Your looks are always SO amazing, and this one is no exception! I love it!


----------



## misha5150 (Sep 19, 2009)

that is just freakin gorgeous!! you are awesome!! catwoman is one of my favorite comic book characters and you gave her justice with this look. thanks for sharing!!


----------



## moonlit (Sep 19, 2009)

all i can say is wowwwwww.. u look fantastic!!!!! btw i love ur blog!


----------



## Cutetoughgirl (Sep 21, 2009)

great look!!! suits you........do you have the personality to match??


----------



## LexieLee (Sep 21, 2009)

Wow fantastic job!!!


----------



## Tahti (Sep 21, 2009)

Fabulous! That red lip is so fierce, as is your contouring. Love it!


----------



## PinkPearl (Sep 22, 2009)

Wow, you look amazing!
The cartoon picture actually looks like you!


----------



## DILLIGAF (Sep 22, 2009)

Amazing. Lovely just like all your other looks.


----------



## cheryl (Sep 26, 2009)

My friend is being cat woman for Halloween and wants me to do her makeup for her! I gotta show her this.

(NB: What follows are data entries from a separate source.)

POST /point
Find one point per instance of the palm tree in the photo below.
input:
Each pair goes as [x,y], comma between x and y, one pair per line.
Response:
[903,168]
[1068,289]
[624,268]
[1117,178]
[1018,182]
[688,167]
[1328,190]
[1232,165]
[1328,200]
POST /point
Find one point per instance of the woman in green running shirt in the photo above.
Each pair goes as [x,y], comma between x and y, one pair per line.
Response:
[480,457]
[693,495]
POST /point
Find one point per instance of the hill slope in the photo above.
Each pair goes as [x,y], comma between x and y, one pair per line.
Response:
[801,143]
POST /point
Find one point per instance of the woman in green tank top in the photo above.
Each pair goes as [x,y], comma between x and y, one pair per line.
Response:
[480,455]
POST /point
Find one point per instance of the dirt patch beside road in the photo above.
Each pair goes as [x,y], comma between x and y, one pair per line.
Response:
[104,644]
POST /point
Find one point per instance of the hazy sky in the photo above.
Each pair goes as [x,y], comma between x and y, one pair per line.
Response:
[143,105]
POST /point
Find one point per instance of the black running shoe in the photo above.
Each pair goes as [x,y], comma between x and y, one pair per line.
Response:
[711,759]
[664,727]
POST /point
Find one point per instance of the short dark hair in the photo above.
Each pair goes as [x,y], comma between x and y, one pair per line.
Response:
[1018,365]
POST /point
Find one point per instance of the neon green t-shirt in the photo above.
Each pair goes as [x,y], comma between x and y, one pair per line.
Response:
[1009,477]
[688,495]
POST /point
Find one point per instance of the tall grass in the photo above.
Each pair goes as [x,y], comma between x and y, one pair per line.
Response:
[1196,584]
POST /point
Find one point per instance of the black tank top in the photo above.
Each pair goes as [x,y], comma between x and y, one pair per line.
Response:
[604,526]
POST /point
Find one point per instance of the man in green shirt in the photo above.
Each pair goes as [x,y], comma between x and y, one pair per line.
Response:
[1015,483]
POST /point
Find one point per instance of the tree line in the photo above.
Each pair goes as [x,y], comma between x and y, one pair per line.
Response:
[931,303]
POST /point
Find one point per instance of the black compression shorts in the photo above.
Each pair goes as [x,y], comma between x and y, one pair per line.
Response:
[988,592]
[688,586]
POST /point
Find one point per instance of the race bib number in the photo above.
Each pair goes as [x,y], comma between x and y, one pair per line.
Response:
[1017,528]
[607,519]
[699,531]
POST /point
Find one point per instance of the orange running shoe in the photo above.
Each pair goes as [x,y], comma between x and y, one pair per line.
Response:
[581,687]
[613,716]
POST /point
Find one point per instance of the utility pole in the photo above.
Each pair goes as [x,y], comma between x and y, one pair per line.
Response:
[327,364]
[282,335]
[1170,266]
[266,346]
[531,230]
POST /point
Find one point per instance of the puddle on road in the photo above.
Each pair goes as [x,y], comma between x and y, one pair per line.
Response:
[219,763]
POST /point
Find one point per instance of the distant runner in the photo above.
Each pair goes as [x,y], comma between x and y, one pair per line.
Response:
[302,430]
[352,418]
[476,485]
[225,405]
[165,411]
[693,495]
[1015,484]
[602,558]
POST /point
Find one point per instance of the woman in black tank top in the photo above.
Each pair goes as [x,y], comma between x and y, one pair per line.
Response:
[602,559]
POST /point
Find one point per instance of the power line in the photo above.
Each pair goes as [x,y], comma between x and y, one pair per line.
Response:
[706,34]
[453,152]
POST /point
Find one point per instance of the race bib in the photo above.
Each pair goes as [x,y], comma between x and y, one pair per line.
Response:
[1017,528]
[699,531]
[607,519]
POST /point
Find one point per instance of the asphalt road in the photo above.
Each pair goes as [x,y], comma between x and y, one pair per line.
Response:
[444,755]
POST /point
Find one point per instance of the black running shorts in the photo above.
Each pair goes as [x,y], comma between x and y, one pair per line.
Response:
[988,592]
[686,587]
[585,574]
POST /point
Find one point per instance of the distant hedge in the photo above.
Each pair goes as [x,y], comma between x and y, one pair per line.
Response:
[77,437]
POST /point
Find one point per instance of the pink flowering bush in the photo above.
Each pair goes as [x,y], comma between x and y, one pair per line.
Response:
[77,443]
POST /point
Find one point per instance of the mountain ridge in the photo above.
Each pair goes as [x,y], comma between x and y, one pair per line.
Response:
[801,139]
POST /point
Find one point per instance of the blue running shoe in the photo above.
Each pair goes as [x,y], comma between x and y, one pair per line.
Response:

You look amazing and definitely inspired me!


----------



## zuuchini (Sep 26, 2009)

oh damn! that looks like an eye makeup coming from an high end makeup photoshoot!!


----------



## elongreach (Sep 27, 2009)

Wow, that red is stunning!


----------



## kblakes (Sep 27, 2009)

Hot.  Wow that is amazing.


----------



## wifey806 (Sep 30, 2009)

very very great interpretation!


----------